Sonya sat on the bench built completely around the largest maple on the main lawn. People stunned and dazed, focused on distracting their children from the trauma, turned the fire into an adventure. Sonya's son fell asleep with his head on her lap. She bit her lip and just let herself cry. She couldn't tolerate the small conversations around. "A piece of broken glass can catch the sun and start a spontaneous blaze. This place is too primitive. Can you imagine being forty-five minutes away form fire protection? But at least we are six hours form the polio fester. Or are we?" That kind of talk made her feel ill. Michael was not there. He wouldn't even know about the day until the next night when he would call for her city shopping list. Michael, the great provider would feel bad he wasn't there, but with the danger gone, he will forget by Saturday, eager for his handball game.

Lewis sat down besides Sonya and said, "I choose the mountains to keep out of danger. I am not intrigued with the danger of business or the danger of politics." Sonya heard Saul's wife playing the piano. Lewis walked her to the bungalow helping with her sleeping child. He asked, "Why did you leave the children's musical last week-end?"

She was startled by the question. "Because I thought the worse thing in the world had happened. My son was in the middle of his solo. He was sitting on a swing rigged to the stage ceiling, holding a glitter moon, singing Somewhere Over the Rainbow. There he was, my adorable kid, summing up all the love America ever had for Judy Garland or Shirley Temple. Then some jerk gets on the p.a. and starts shouting ' Ladies, Meyer Faith's Kosher Frozen Pizza is on the premises for the next fifteen minutes.' God, have you ever heard anything so stupid. Cheese is cheese. The rennet from a cow killed traife should make a difference? Some idiot didn't know that this is my kid's shining hour. I ran out of the casino, across the lawn to the p.a. system. I found this guy with a t-shirt that did not cover his fat belly and a black dress hat on in the middle of summer, proceeding to loudly, without poetry go on about the virtues of his pizza, on the wrong channel. I grabbed the microphone out of his hands and cried 'Schmuck, Out of here!' And then I ran back in time to see my son smile for his applause, oblivious to the fact that it had been a duet with Meyer Faith. The audience was
hysterical, laughing and applauding his perseverance through the whole song in syncopation with the pizza man. I missed the whole song."
Her next round of tears pulled feelings from the wings of her back. Sonya let Lewis hold her. They were very still for a minute.

Saul's wife called attention on the public address system. "Thank you for all your help on this terrible day. The fire chief assures us that all is safe. The fire is completely out. We know all of you sacrificed blankets. The Red Cross is bringing more in about forty five minutes. My cousin Herbert is in the wholesale quilt business. He has already been contacted about replacing your blankets. Believe me, his stuff is very nice. Also the water pressure is very low for all the attempts to put out the fire. Please use water very carefully. If you have any problems, Dr. Levy, the nice doctor from the prison down the road, is on call. You know that he has served our colony for many years. Please do not worry. The fire is out. However, the fire chief and the health inspector remind you the Polio quarantine is absolutely in effect." In the course of listening to the announcement, Sonya and Lewis released their embrace and never had occasion to touch again. Sonya followed Lewis out on to the porch to watch the smoldering ash crochet a haze on the night sky.

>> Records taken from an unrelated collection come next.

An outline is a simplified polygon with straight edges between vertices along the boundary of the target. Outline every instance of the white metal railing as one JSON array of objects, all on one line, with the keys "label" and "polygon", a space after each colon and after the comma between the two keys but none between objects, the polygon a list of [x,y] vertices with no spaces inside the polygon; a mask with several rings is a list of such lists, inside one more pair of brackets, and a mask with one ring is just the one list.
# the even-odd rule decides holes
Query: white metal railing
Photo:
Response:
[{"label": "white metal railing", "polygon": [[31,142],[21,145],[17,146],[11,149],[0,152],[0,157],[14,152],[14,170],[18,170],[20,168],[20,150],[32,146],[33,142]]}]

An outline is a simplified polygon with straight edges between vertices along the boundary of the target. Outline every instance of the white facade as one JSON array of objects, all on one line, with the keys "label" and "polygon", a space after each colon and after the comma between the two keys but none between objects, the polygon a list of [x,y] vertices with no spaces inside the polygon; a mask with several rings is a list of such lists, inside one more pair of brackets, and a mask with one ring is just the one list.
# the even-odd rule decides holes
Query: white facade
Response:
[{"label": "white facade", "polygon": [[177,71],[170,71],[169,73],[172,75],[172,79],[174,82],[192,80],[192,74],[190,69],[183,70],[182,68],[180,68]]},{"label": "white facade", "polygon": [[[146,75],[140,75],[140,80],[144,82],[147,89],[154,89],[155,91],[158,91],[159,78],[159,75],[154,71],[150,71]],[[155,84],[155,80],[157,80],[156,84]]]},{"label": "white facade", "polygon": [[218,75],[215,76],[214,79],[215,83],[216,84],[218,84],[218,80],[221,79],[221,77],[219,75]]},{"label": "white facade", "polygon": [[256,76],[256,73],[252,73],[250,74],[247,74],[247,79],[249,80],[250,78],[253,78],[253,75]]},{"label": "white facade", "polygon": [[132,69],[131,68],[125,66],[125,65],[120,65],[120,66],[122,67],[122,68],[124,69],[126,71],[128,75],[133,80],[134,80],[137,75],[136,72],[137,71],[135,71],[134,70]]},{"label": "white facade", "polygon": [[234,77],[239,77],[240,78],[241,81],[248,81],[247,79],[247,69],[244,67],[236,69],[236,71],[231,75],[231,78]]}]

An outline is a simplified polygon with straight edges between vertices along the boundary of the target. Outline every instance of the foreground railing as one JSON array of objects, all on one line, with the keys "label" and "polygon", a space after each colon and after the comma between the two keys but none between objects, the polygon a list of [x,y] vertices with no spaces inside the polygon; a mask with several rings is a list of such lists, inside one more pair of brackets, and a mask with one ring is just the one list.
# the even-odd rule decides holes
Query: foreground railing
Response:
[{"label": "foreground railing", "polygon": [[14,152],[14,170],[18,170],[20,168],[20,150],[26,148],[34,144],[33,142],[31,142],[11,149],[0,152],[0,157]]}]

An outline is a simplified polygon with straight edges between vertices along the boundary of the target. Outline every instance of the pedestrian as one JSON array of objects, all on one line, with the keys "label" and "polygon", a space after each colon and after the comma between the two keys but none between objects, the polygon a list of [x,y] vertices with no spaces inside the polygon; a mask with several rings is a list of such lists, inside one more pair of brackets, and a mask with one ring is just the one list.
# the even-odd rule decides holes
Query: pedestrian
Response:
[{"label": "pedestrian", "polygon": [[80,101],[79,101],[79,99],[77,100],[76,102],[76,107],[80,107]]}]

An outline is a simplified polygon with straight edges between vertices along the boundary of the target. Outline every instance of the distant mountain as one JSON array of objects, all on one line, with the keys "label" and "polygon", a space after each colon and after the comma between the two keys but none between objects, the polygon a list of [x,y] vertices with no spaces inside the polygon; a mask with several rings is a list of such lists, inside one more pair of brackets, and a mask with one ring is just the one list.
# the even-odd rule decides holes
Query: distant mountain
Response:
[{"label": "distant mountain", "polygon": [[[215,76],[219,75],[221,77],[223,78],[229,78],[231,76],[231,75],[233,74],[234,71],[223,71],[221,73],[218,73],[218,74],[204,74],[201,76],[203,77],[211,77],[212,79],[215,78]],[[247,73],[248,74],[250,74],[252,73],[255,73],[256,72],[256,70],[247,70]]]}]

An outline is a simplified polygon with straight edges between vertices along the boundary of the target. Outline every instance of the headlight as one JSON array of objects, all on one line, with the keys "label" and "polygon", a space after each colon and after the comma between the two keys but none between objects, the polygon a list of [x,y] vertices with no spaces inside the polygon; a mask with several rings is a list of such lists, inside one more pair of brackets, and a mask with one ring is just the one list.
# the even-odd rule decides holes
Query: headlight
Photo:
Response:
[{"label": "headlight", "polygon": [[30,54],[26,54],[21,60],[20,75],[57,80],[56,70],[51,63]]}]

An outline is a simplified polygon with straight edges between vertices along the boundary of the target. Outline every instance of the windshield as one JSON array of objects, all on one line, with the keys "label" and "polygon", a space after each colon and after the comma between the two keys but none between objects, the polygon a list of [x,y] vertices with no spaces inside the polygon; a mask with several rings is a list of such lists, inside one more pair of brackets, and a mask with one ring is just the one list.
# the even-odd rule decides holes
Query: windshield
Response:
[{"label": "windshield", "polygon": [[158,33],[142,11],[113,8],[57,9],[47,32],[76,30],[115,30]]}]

On Labor Day, Sonya wistfully packed the little blue magnesium bottle holding three teeth her children had lost during the summer. She placed it on her night table in the city. There she had a ceramic cougar that faced its partner on Michael's side of the bed. Airbrushed pink glazed around the mouth, the cougar smiled at Sonya when she read late in the night while Michael slept, exhausted by his worldly work.